NHTSA Administrator Mark Rosekind says Volkswagen’s emissions scandal further erodes an essential element of trust between the U.S. regulator and automakers, underscoring a new protocol where government agencies must be more proactive and question every bit of information the industry provides regarding safety, fuel economy and emissions.

“Part of the problem has been the reactive piece,” Rosekind tells WardsAuto after addressing an Automotive Industry Action Group quality summit here. “You wait until something breaks or somebody withholds it and then you’ve got to find it and then you got to get it fixed.

“NHTSA over the last several months has been very vigilant and we will continue to be,” he adds. “The right balance is acknowledging that we have tools related to enforcement and defect recalls that can be used to the full extent when needed. I hope for (a) transformation to get us proactive. That’s the only way.”

NHTSA, the nation’s top safety and fuel-economy regulator, and the EPA, which enforces air quality through carbon-dioxide emissions laws, rely heavily on automakers self-reporting safety and vehicle-efficiency levels.

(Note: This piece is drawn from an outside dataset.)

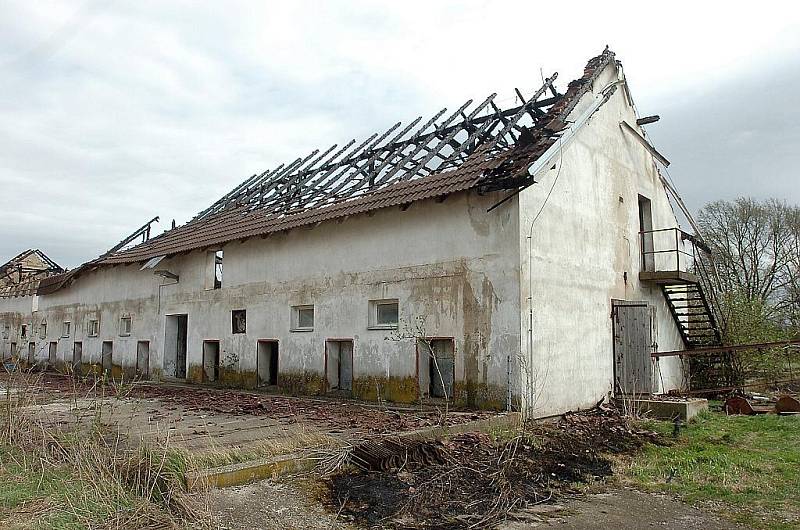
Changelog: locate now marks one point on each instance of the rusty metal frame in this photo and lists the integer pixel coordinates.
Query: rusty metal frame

It was revealed Friday that VW cheated EPA emissions tests of its diesel-powered cars by installing a so-called “defeat device” that determines if a test procedure is under way and then dials up the engine’s efficiency. After the test, the engines would revert back to their natural state and resume spewing upwards of 40 times the legal emissions levels.

The German automaker’s deceit comes on the heels of a massive ignition-switch scandal at General Motors, where a defective part killed or injured hundreds of people. GM last week agreed to pay a $900 million federal fine, essentially closing the financial book on the scandal. It has been estimated VW could face up to $18 billion in fines.

Rosekind, NHTSA’s 15th chief regulator sworn in nine months ago, offers GM as a precedent. “They withheld, they deceived. They did not tell the truth. That’s a problem. That will interfere with safety. That makes us all more vigilant.”

Rosekind says the automakers’ evasiveness will lead NHTSA and EPA to more firmly challenge the industry’s reporting in the future. The EPA, for example, audits the emissions levels of between 15% and 20% of light vehicles at its Ann Arbor, MI, testing facility, and counts on automakers for the rest of the testing.

In a statement to WardsAuto, the EPA says “Manufacturers test the vehicles on their own using EPA test procedures. Manufacturers submit the test data and documentation to EPA. EPA reviews the data, and if all checks out, generates the certificate of conformity.”